Free JazzCome funziona Catalytic Soundstream, la prima piattaforma creata e gestita da musicisti

Il servizio ha dimensioni ridottissime, un catalogo che non supera i 150 album e un numero di sottoscrittori fedele ma limitato. L’obiettivo è di farsi ascoltare, curare un’offerta di qualità e, se si riesce, guadagnarci

da Pixabay

Di fronte alle difficoltà dello streaming, molti musicisti vorrebbero avere una piattaforma propria, dedicata al proprio tipo di musica e con un preciso sistema di ripartizione delle quote dei ricavi. Non è un sogno impossibile. Anzi, un modello di riferimento esiste già.

Catalytic Soundstream è un servizio di streaming creato, gestito e posseduto soltanto da musicisti. È nato con l’obiettivo di proporre un’offerta di musica indipendente (il genere principale è il free jazz) attraverso una curatela attenta dei titoli.

Per i sottoscrittori, che dovranno pagare 10 dollari al mese, il catalogo offre 150 album fissi, più una serie di novità imprevedibili. Molti album sono opere degli stessi soci, (circa 30, tra compositori e strumentisti) che per contratto sono tenuti a creare e fornire in esclusiva almeno un nuovo disco all’anno. Al momento gli album in esclusiva sono 55 (il servizio è cominciato nel 2020).

Come spiega questo articolo di Pitchfork, il paragone più azzeccato non è con Netflix (enorme, miliardaria e con un’offerta variegata) bensì con Criterion Channel. Poche proposte, ma selezionate per un pubblico di appassionati disposto a curiosare tra le novità.
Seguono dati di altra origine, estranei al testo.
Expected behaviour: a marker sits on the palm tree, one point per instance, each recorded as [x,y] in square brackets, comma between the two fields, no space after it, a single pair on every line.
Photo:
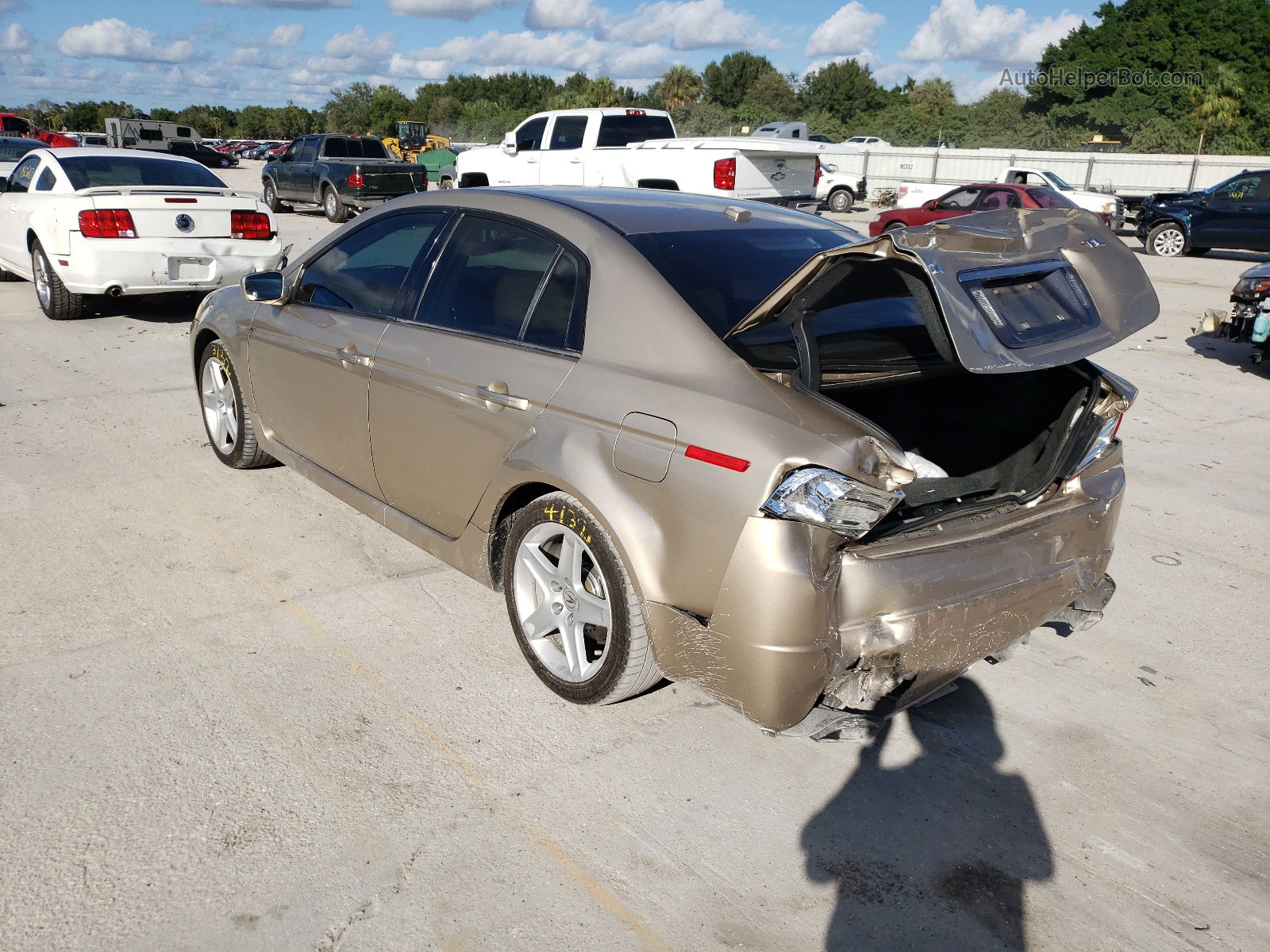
[679,86]
[1219,106]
I nomi sono piccole celebrità dell’improvvisazione, tra cui Joe McPhee, Tomeka Reid, Tashi Dorji, Ikue Mori, claire rousay, Chris Corsano e Luke Stewart. Frequentano stili e forme diverse: dalla tradizione (McPhee) alle registrazioni sul campo (rousay). Ma in comune hanno il fatto di essere tutti underground, poco noti, indipendenti.

Se si guarda ai numeri, Catalytic Soundstream non è nemmeno paragonabile a servizi come Spotify o a Apple. Il numero degli iscritti si aggira sui 150 (pochissimi), il fatturato arriva a poche migliaia di dollari.

Ha anche una storia recente. Nasce nel 2020 come costola di Catalytic Sound, servizio di vendita online di articoli musicali. Il fondatore, Ken Vandermark, decide di tentare l’esperimento dopo aver letto un tweet del rapper Nipsey Hussle in cui venivano messe in fila le revenue derivanti dai diversi servizi di streaming: per un milione di visualizzazioni Tidal dà 12.500 dollari, Spotify e Amazon Music circa 4mila.

Da lì nasce l’idea. Costruirsi una propria piattaforma, con le proprie regole. Funzionerà? Catalytic Soundstream ha aspetto essenziale, ridotto all’osso. Chiede la registrazione su Patreon e le tracce vengono diffuse con SoundCloud.

I ricavi sono suddivisi in due parti: un terzo viene impiegato per i costi della struttura. Gli altri due sono distribuiti, in maniera uguale, tra gli artisti (ogni mese, a turno, uno rinuncia). È un meccanismo diverso rispetto a quello delle grandi piattaforme, in cui il pagamento avviene in quote proporzionali sul numero dei click per ogni canzone (e premia così i generi e gli artisti più popolari).

Con questo business model, si capisce subito che la nuova piattaforma non farà diventare ricchi i suoi soci. Ma se è per quello, nemmeno Spotify. Anzi, le entrate annuali di ciascun musicista risultano poco più alte della media di chi è presente sulla piattaforma svedese. E durante i mesi della pandemia avere un’entrata sicura ogni mese (anche se la cifra variava)

Per il resto, le ambizioni non sono verticali. Giganti come Apple Music sono irraggiungibili e, come dichiarano i soci stessi, l’idea di competere con loro non rientra nemmeno nei loro obiettivi. Piuttosto, l’idea è di estendersi a livello orizzontale, incoraggiando la nascita di altre piattaforme analoghe, con numero di aderenti limitato (Catalytic si ferma a 30) e che coltivino generi di nicchia del settore.

Non è insomma una rivoluzione dello streaming, e nemmeno una lotta ai mulini a vento. Lo spirito di Catalytic è quello della coesistenza con i giganti, mentre offre un sottobosco di alternative per appassionati. «Quello che vogliamo», spiega Vandermark a Pitchfork, «è che questi musicisti continuino a fare quello che fanno già. E che vengano ascoltati».